Many of the CEOs I work with are in the same situation.  The board knows they need ABM.  They know they need ABM.  But no one’s quite sure what ABM is, and nobody wants to admit it. Hey, I’m a former billion-dollar company CMO and I’m not sure.  So I bought the book to help.  It didn’t.

Let’s have a taste:

And now, with new data, surveys, and customer stories we’ve witnessed, we can see what’s possible when we look at ABM as B2B. In turn, companies that are finding their way and jumping in with their own programs finally can plot where they are on their ABM journey. We call it the B2B Maturity Curve. The curve is simple, yet dynamic. Ask any company if they would prefer to be average or great with their marketing, and you know what they’d say. But they’re not all where they want to be yet.
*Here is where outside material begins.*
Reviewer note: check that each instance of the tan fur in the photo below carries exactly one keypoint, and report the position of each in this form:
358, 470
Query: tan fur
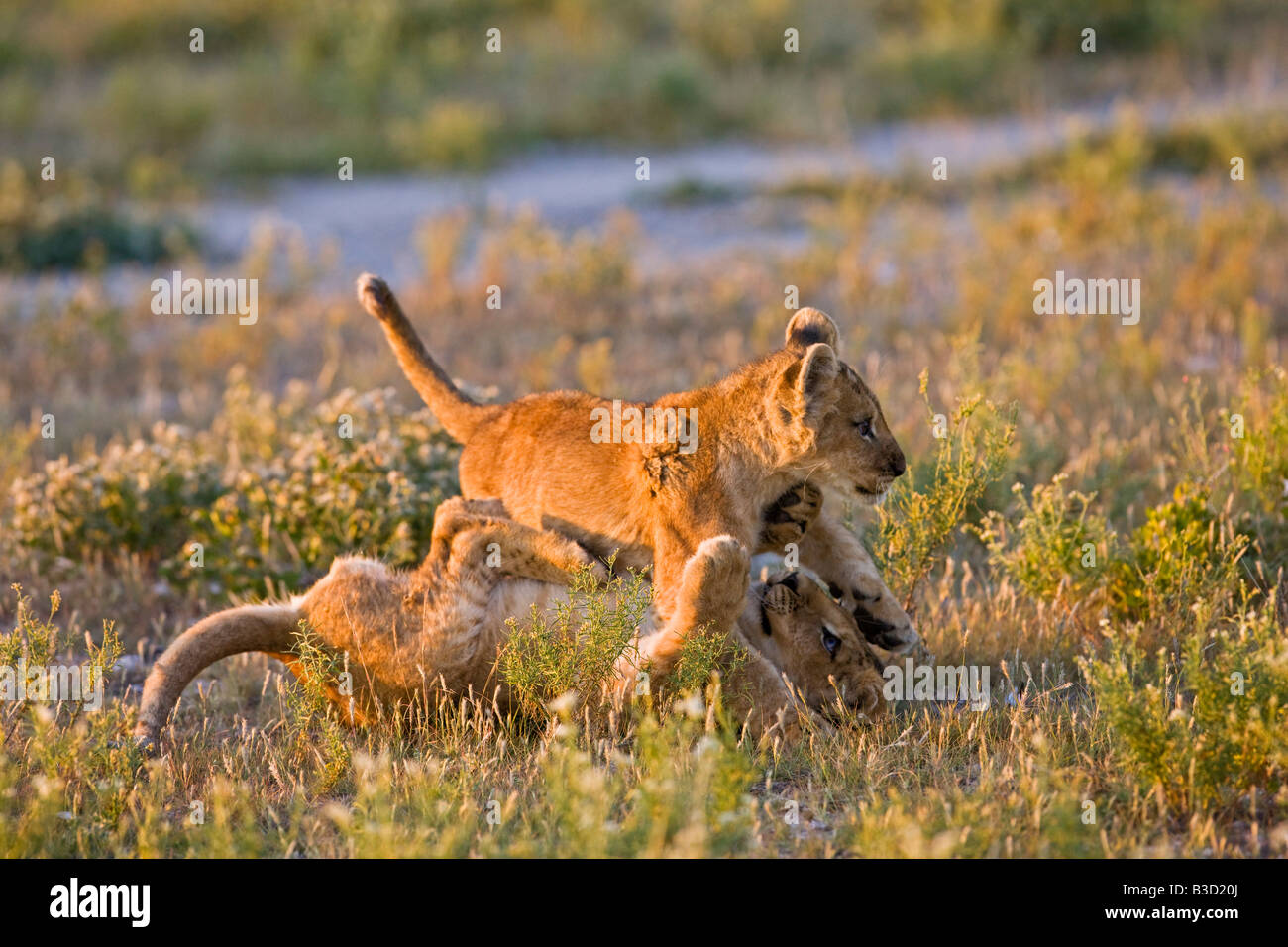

Within this curve is a roadmap outlining the movement from status quo to B2B 2.0 across every key component of ABM marketing, sales, and customer success, making it abundantly clear that most organizations haven’t reached full maturity.

Does that actually say anything?

Nevertheless, there are a lot concepts, quotes, and ideas that I like within the book.  A few examples:

  • The value of marketing is defined by sales.  I wouldn’t say it quite that way, but yes.
  • Some accounts deserve champagne, others sparkling water.  Yes.  As a matter of both company and go-to-market (GTM) strategy, we need to segment the market and then target certain segments [5].  Champagne, to me, is usually part of a long-term, slow nurture program.
  • Your silos should burn to the ground.  I don’t like the passive voice, but yes, sales, marketing, and customer success should all work together closely.  You should burn your silos down.
  • Counting leads for leads’ sake (a so-called vanity metric) is stupid.  Yes.  But only stupid marketers did it.  Strawman. [6].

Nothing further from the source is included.